Buying a home is an expensive story, and paying off a mortgage can cost an arm and a leg. So if there is an opportunity to reduce the percentage of your income which gets drawn out by the mortgage, shouldn’t you investigate that opportunity?

Done properly, refinancing a mortgage can serve to reduce your existing monthly payments, allowing you to consolidate dept by saving money in the long run and freeing up capital for other expenditures.

So what does mortgage refinancing entail?
Put simply, refinancing refers to the application of a new secured loan with the aim of paying off an existing mortgage provider. The new loan is usually secured against the same property. Securing a new loan at better rates can save you money, as will be explained below.

When should you consider refinancing?
If you have a mortgage and think that you are paying too high an interest rate, refinancing could be beneficial. Remember, however, that refinancing entails the payment of certain administration fees, so it is best to calculate the savings you will make by paying better current mortgage rates, while putting them into perspective by making sure of the refinancing fees.
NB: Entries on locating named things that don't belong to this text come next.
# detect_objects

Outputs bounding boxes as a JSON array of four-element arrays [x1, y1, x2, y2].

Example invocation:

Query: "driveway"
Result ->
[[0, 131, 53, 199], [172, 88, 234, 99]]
If done at the right time, you will be sure of the choice as your calculations will show significant benefits, doing the world of good to your bank balance.

How does refinancing benefit you?
A mortgage payment is likely to be your biggest monthly expense, so a reduction of this expense will put much needed extra cash into your pocket. When you bought your home, the financial environment of the time decided the interest rate you would pay per month. Interest rates, however, do have the tendency to fluctuate and if you refinance your mortgage when interest rates are lower you are able to reduce the monthly interest you pay.

Taking the decision to refinance your home mortgage can also shorten the term of your payments. This can be done by maintaining a similar monthly instalment while paying less interest and building your equity, since more money will be going to the actual capital debt.

If you bought your house on a flexible mortgage deal, or on an adjustable rate, it may have seemed a sweet deal at the time, however, as the rates increase the deal may have soured in taste. If you have become stable financially and plan on staying in your home for a long time it may be beneficial to swap to a fixed rate. This will give a greater degree of security, lessening the impact of a fluctuating market. The best mortgage deal varies according to individuals’ requirements.

Another option is to refinance your mortgage for a greater sum than your current principle balance; this allows you to draw out some of the cash. This may prove handy for renovations or paying for the children’s education. Normally you need to have built up some equity to make this a viable option.